PLANTS IN FLOWER: Cowslip, Primula, Winter-sweet, Eucalyptus, Nepeta, Roses, Hebe, Lungwort, Beauty Berry, Himalayan Honeysuckle, Viburnum.
In the middle of the month there were a few really warm, clear days. Making the best of the benign weather, I planted out masses of spring bulbs, notably hundreds of poeticus narcissus in the grass along the driveway. Nearby, on the steep bank beneath the hazels, lots of self-seeded foxgloves are springing up.

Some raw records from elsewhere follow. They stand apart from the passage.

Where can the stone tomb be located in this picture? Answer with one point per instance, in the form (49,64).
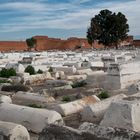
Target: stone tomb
(12,131)
(124,114)
(75,106)
(95,112)
(32,118)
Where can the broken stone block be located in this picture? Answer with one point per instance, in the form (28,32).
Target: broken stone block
(123,114)
(75,106)
(95,112)
(12,131)
(5,99)
(24,98)
(32,118)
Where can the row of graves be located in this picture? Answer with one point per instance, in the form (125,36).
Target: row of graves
(33,107)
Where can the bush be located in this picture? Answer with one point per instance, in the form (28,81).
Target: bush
(14,88)
(30,69)
(66,99)
(79,84)
(40,71)
(35,106)
(6,73)
(50,69)
(103,95)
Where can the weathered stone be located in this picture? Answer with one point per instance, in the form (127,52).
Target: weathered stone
(5,99)
(12,131)
(123,114)
(24,98)
(77,77)
(75,106)
(32,118)
(94,113)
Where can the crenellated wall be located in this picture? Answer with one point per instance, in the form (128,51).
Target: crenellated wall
(13,46)
(46,43)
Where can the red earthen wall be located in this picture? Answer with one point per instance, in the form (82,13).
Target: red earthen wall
(13,46)
(45,43)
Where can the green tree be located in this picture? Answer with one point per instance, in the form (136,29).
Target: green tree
(31,42)
(30,69)
(108,28)
(7,72)
(39,71)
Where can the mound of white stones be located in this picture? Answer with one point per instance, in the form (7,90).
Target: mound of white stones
(95,112)
(32,118)
(12,131)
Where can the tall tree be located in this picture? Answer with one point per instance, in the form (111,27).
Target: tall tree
(31,42)
(108,28)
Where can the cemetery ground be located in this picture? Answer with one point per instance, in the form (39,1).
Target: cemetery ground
(73,98)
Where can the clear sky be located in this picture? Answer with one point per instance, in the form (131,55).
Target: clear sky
(20,19)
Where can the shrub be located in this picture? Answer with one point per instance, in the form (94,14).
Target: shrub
(30,69)
(103,95)
(79,84)
(7,72)
(14,88)
(40,71)
(66,99)
(35,106)
(50,69)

I also planted a number of new shrubs along the driveway at the same time: a witch hazel, two flowering 'Buffalo' Ribes for their early yellow blossom and a white-flowered, ornamental cherry tree which I had taken as a cutting from a friend's garden.
In the wide herbaceous border, I added a variety of new alliums including the tall 'Violet Beauty', the purple 'A. Aflatunense' and the whitish-green 'A. Multibulbosum' to the planting scheme and put in some of the small pure-white allium 'A. Cowanii' amongst the day lilies around the pond. I also planted a few of my precious evergreen African iris, the tall yellow 'Chelsea', alongside the roses, although I am nervous about their hardiness. As always, it was a pleasure to plant up a number of terracotta pots with a selection of spring flowing bulbs: hyacinth, white narcissi, the stunning metallic 'Allium Christophiii' and some fragrant miniature daffodils.

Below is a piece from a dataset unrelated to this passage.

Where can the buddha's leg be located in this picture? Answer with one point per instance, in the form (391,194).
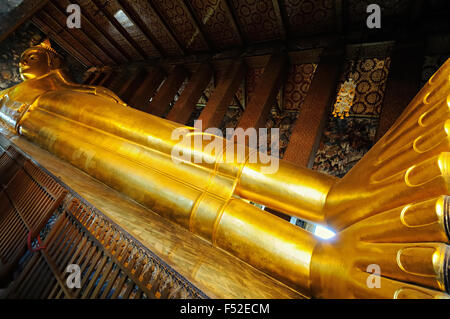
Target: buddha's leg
(268,243)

Finally, I cut back all the shrubs around the courtyard and tidied up the raised bed ready for the Spring. I cut back quite a few of the hellebore leaves to enable them to show their flowers off to best advantage when they emerge in the next couple of months. I could already see a few green shoots of early crocus and the buds of the red pulmonaria appearing amidst the fallen leaves. My wonderful, evergreen para-hebe which tumbles over the edge of this bed is still in bloom with it's miniature white flowers. At the end, I mulched the whole bed with dark, composted bark to keep down the weeds and provide a good foil for the white snowdrops and hellebore.

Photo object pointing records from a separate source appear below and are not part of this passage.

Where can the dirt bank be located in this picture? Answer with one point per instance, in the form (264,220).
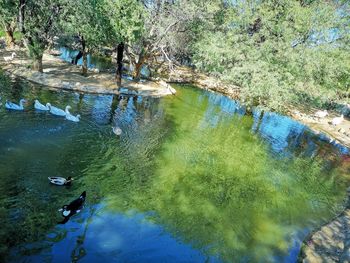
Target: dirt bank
(61,75)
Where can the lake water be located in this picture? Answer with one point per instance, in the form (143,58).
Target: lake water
(192,178)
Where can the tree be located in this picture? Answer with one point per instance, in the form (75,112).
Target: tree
(39,23)
(8,17)
(279,52)
(127,18)
(88,25)
(166,31)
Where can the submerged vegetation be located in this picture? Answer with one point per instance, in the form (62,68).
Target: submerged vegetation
(280,53)
(216,186)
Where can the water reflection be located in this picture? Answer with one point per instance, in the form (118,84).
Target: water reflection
(191,178)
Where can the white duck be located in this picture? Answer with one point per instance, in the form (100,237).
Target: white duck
(39,106)
(321,114)
(338,120)
(12,106)
(8,59)
(70,117)
(117,130)
(56,111)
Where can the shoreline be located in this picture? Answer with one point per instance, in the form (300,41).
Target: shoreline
(58,74)
(62,75)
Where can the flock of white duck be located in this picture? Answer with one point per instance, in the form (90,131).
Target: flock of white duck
(335,121)
(48,107)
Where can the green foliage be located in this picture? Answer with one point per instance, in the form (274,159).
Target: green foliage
(42,23)
(279,52)
(8,12)
(87,20)
(127,18)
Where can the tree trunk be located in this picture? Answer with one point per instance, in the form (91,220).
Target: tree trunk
(38,63)
(84,51)
(10,40)
(118,75)
(84,63)
(77,57)
(137,70)
(21,16)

I raked the rotting leaves from the gravel in the courtyard and driveway and threw them into one of the old sacks which was used to deliver the bark chips, so as to turn them into compost for the vegetable garden. However, I left quite a lot of seed head on the plants all around the garden, including many of the allium heads as food for the birds, rather than cutting them down as part of the general tidying up: I will wait until March next year to do this. I brought indoors all my geraniums and tender plants and then, having wrapped up my least hardy plants in thermal fleece for the Winter, I was satisfied that I had put the garden 'to bed' for the Winter.